Sabine und Bernd Albrecht warten in ihrer Kabine auf das Zeichen des Kapitäns, nach drei Wochen die Kabine wieder zu verlassen.
Sabine und Bernd Albrecht warten in ihrer Kabine auf das Zeichen des Kapitäns, nach drei Wochen die Kabine wieder zu verlassen. | Bild: privat

Die Koffer mussten vor die Tür gestellt werden, sie werden von der Crew desinfiziert und gelangen bis zur Ankunft der Passagiere zu Hause nicht mehr in deren Hände. Der Plan: Die Gäste an Bord sitzen bereit mit Handgepäck in ihren Kabinen. Ein unterzeichnetes Gesundheitsformular, das bestätigt, dass sie in den vergangenen 24 Stunden keine Beschwerden hatten, müssen sie parat haben.

Bereit zum Auschecken

„Wir sind wieder ganz gesund“, sagt Sabine Albrecht. Die Klimaanlage sei schuld gewesen, dass die beiden sich erkältet hatten, glaubt die Stockacherin. Es wird einen Gesundheitscheck geben, „wahrscheinlich wird die Temperatur gemessen“, vermutet die 67-Jährige. Wenn alles gut geht, sollen die derzeit 1200 gesunden Passagiere dann nach und nach von Bord dürfen.

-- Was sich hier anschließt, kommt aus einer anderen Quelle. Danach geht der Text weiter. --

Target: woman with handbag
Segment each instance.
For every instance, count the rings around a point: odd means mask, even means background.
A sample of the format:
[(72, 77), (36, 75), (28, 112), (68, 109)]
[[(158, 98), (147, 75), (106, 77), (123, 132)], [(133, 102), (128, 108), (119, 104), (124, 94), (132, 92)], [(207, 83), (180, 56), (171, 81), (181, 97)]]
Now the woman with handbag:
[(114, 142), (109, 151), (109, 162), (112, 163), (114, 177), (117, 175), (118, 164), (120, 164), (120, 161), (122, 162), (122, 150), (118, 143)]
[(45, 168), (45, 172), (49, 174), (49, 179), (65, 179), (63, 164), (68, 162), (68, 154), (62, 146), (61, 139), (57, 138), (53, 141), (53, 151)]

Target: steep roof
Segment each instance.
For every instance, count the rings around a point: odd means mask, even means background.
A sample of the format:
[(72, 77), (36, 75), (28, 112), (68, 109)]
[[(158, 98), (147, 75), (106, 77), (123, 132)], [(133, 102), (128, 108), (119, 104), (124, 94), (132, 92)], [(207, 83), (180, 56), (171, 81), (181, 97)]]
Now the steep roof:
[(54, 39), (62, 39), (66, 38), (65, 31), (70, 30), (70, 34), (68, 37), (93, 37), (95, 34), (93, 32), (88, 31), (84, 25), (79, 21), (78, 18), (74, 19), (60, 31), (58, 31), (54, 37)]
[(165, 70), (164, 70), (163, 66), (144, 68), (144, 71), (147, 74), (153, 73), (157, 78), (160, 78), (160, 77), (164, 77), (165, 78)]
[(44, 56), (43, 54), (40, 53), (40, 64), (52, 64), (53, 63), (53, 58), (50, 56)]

Es dürfte die größte Hürde sein. Einmal von Bord, sollen die Passagiere direkt in Busse umsteigen, die Fahrgäste müssen Masken tragen und die Busse werden desinfiziert und gereinigt. Die Transporte dürfen keinerlei Umwege machen, die Fahrt geht vom Schiff direkt zum Flughafen.

Flugzeuge warten

Die Maschinen hat die Reederei gechartert, wie das Unternehmen mitteilt. „Damit übertreffen wir die Vorgaben des US-Zentrums zur Vorbeugung und Kontrolle von Krankheiten (CDC)“, betont die Reederei in der Ankündigung. Es ist das Ergebnis von tagelangen Verhandlungen, unter welchen Umständen eine Einschiffung in Ford Lauderdale möglich wäre.

Im Hintergrund waren seit Tagen die diplomatischen Drähte heiß gelaufen. Der Konstanzer Abgeordnete Andreas Jung hatte unter anderem den Koordinator für transatlantische Beziehungen, Peter Beyer, mobilisiert, der sich bei den amerikanischen Kollegen für eine Lösung einsetzte.

Trump als großer Retter

Zuletzt hatte sich Außenminister Heiko Maas zuversichtlich gezeigt, dass die Deutschen an Bord der beiden Schiffe bald nach Hause geholt werden könnten. US-Präsident Donald Trump sagte, er werde mit dem Gouverneur reden.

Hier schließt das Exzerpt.